Claro, el mantenimiento no genera rédito político. No se ve. Está oculto a los ojos de la ciudadanía, porque los vehículos siguen circulando o el edificio sigue en pie, hasta tanto el deterioro convierta el camino en intransitable y las filtraciones, o un derrumbe, inhabiliten el hospital. Recién entonces se alzarán voces en demanda de actuación gubernamental, especialmente si a raíz del deterioro se producen accidentes y muertes. Y así como quienes inauguraron esas obras pudieron haberse adjudicado el mérito, sumando puntos a su carrera política, nadie puede ser acusado del deterioro: los responsables son siempre “gobiernos anteriores” (entidades anónimas e indiferenciadas), que no realizaron a tiempo las inversiones o abandonaron los controles necesarios. Nos lo recuerda el incendio de Cromañón o la tragedia de la estación Once, cada vez que una nueva catástrofe sacude a la opinión pública.

En todas las jurisdicciones de la administración pública de nuestro país, existen visibles déficits en la infraestructura pública y en la actuación gubernamental. Esta situación viene siendo denunciada desde hace muchos años por especialistas, ONG, organizaciones corporativas y los propios ciudadanos. Pero aplicar la motosierra a ciegas, siguiendo la lógica de “muerto el perro se acabó la rabia”, no resuelve el problema; no hace más que agravarlo. Y eso es lo que puede ocurrir con la campaña de aserramiento institucional emprendida por el actual gobierno.
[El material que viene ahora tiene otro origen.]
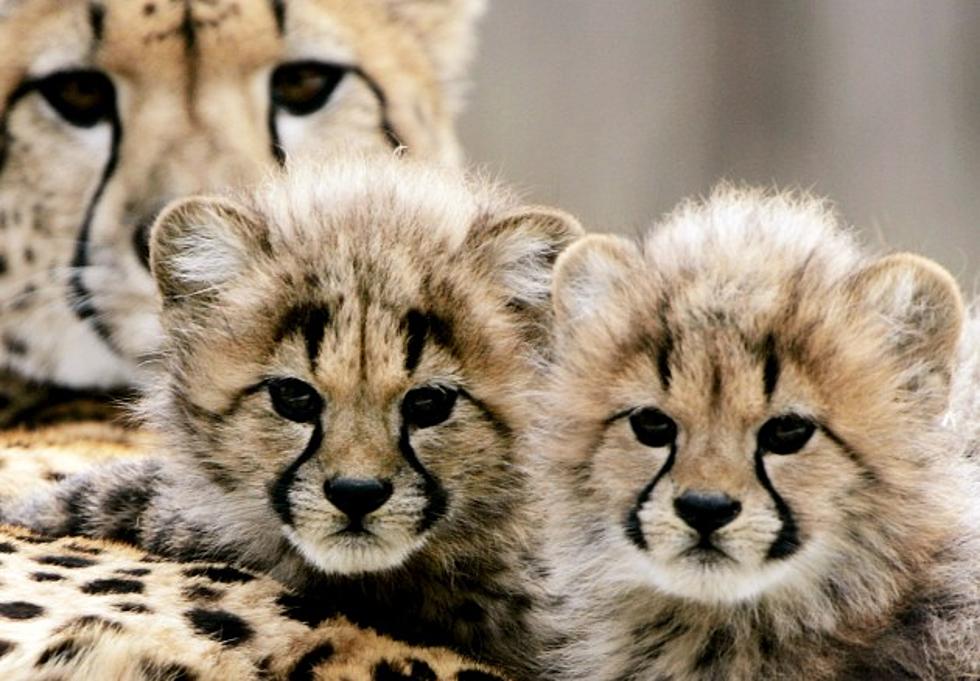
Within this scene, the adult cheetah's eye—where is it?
[402,386,459,428]
[630,407,677,447]
[271,61,347,116]
[37,71,116,128]
[758,414,817,454]
[268,378,323,423]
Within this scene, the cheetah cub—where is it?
[5,159,581,671]
[543,188,980,681]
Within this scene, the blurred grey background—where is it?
[462,0,980,292]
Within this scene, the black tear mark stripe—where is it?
[624,444,677,551]
[68,91,122,355]
[398,421,449,534]
[268,62,403,166]
[274,305,331,371]
[269,421,323,525]
[755,449,800,560]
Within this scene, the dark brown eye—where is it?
[37,71,116,128]
[267,378,323,423]
[402,386,459,428]
[630,407,677,447]
[272,61,347,116]
[758,414,817,454]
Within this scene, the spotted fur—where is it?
[0,527,503,681]
[5,158,580,675]
[541,188,980,681]
[0,0,482,404]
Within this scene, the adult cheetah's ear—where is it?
[553,234,641,328]
[463,206,585,324]
[382,0,486,108]
[150,197,263,307]
[848,253,965,403]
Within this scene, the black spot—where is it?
[184,565,255,584]
[694,627,735,670]
[453,599,486,622]
[65,543,102,556]
[0,601,44,620]
[34,639,82,667]
[140,659,198,681]
[182,584,221,601]
[456,669,504,681]
[276,592,332,628]
[288,641,334,681]
[58,615,123,631]
[371,660,438,681]
[82,578,144,594]
[185,608,252,646]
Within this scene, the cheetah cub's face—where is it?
[150,160,579,574]
[550,190,962,603]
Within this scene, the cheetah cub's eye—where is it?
[402,386,459,428]
[268,378,323,423]
[759,414,817,454]
[272,61,347,116]
[630,407,677,447]
[37,71,116,128]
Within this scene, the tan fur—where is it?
[0,0,483,396]
[3,156,581,676]
[540,189,980,681]
[0,527,503,681]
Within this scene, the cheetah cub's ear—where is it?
[848,253,965,413]
[553,234,643,332]
[150,197,265,309]
[463,206,585,324]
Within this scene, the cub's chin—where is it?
[286,528,424,575]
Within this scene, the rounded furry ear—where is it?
[150,197,259,305]
[849,253,965,395]
[382,0,486,105]
[463,206,585,330]
[553,234,641,326]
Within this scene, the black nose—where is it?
[323,478,392,520]
[674,492,742,537]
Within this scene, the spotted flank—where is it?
[538,187,980,681]
[0,527,505,681]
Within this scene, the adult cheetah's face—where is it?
[554,207,961,603]
[143,161,577,574]
[0,0,480,387]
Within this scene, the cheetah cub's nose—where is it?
[323,478,392,521]
[674,491,742,537]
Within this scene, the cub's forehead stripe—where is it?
[270,0,286,35]
[88,2,105,44]
[762,333,780,401]
[274,305,330,369]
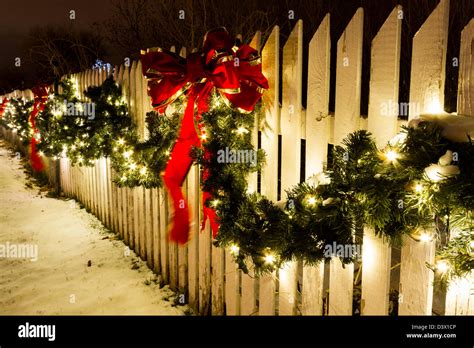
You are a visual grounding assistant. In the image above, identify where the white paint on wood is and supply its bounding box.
[224,250,240,315]
[334,8,364,145]
[211,246,225,315]
[329,257,354,315]
[301,262,324,315]
[409,0,449,119]
[187,166,200,311]
[261,26,280,201]
[361,228,391,315]
[279,20,303,315]
[458,19,474,116]
[258,26,280,315]
[305,14,331,179]
[368,6,402,148]
[398,237,435,315]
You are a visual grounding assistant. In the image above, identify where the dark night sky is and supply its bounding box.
[0,0,111,67]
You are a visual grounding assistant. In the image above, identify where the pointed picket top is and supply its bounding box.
[281,20,303,193]
[301,14,331,315]
[334,8,364,145]
[409,0,449,119]
[368,6,400,148]
[453,19,474,117]
[249,30,262,52]
[260,26,280,201]
[305,14,331,179]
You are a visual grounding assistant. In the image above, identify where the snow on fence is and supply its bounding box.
[3,0,474,315]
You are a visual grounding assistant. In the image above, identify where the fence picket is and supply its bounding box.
[258,26,280,315]
[409,0,449,119]
[458,19,474,116]
[302,14,331,315]
[329,8,364,315]
[279,20,303,315]
[398,0,449,315]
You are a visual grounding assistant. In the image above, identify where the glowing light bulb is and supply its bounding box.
[436,261,449,273]
[420,233,431,242]
[385,150,398,162]
[237,127,249,135]
[415,184,423,193]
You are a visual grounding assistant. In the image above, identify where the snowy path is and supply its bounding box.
[0,141,186,315]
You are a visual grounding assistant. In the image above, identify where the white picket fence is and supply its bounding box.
[3,0,474,315]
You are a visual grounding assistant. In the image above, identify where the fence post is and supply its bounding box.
[361,6,403,315]
[398,0,449,315]
[259,26,280,315]
[279,20,303,315]
[302,14,331,315]
[329,8,364,315]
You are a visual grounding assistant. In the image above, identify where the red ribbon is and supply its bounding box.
[0,98,9,118]
[29,86,48,172]
[141,28,268,244]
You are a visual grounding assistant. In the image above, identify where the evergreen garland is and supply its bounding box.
[0,98,34,145]
[1,77,474,284]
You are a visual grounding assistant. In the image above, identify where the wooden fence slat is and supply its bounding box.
[398,0,449,315]
[178,178,192,298]
[279,20,303,315]
[198,216,211,315]
[409,0,449,119]
[160,188,169,283]
[458,19,474,116]
[151,188,161,274]
[224,250,240,315]
[329,257,354,315]
[329,8,364,315]
[368,6,400,148]
[361,228,392,315]
[334,8,364,145]
[301,14,331,315]
[137,186,147,260]
[211,246,225,315]
[187,166,200,312]
[260,26,280,315]
[143,189,153,269]
[361,6,402,315]
[131,187,142,257]
[398,237,435,315]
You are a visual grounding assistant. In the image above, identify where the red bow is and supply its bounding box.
[29,86,48,172]
[0,98,8,118]
[141,28,268,244]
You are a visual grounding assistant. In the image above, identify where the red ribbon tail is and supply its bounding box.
[163,96,200,244]
[201,192,219,238]
[30,136,44,172]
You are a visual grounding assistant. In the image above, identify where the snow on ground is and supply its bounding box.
[0,142,187,315]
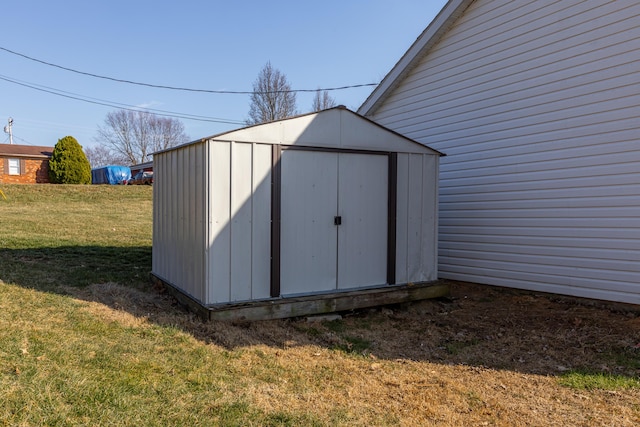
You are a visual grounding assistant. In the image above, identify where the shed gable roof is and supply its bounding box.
[358,0,474,116]
[204,106,442,155]
[0,144,53,159]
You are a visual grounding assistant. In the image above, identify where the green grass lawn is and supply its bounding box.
[0,184,640,426]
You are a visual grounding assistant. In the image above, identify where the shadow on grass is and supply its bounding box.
[0,246,640,387]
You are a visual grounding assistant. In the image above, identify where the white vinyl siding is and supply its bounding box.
[371,0,640,304]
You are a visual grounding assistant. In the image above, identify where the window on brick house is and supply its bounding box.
[7,159,22,175]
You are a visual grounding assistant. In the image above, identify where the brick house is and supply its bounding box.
[0,144,53,184]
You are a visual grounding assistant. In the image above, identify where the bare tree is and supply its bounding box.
[84,145,129,168]
[247,62,297,125]
[97,110,189,164]
[311,89,336,112]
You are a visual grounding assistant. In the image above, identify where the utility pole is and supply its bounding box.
[4,117,13,145]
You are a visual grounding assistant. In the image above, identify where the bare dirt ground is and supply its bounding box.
[70,282,640,426]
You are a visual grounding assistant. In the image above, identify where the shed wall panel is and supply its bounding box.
[396,154,410,283]
[371,0,640,303]
[152,144,206,301]
[230,143,253,301]
[207,142,231,304]
[251,144,271,299]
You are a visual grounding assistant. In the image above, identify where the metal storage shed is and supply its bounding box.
[152,107,446,318]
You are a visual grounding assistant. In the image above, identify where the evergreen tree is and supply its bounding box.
[49,136,91,184]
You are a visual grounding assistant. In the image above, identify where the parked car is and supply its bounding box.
[127,171,153,185]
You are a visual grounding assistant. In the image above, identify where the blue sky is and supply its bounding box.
[0,0,446,147]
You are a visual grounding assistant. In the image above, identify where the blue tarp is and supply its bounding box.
[91,166,131,185]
Señalé en estas páginas que el previo y necesario diagnóstico institucional requiere el uso del microscopio y el bisturí. El microscopio, para conocer en profundidad el valor público de lo que produce cada organismo estatal. El bisturí, para realizar los cortes selectivos que resulten del diagnóstico. Cabe agregar ahora otros instrumentos; el telescopio y la incubadora. El telescopio, para avizorar las futuras necesidades de la gestión; la incubadora, para crear un ambiente controlado para el desarrollo de los recursos humanos y equipos de trabajo que seguramente será necesario incorporar como resultado del diagnóstico. La motosierra es una herramienta demasiado tosca para la necesaria reconstrucción institucional que exige el aparato gubernamental.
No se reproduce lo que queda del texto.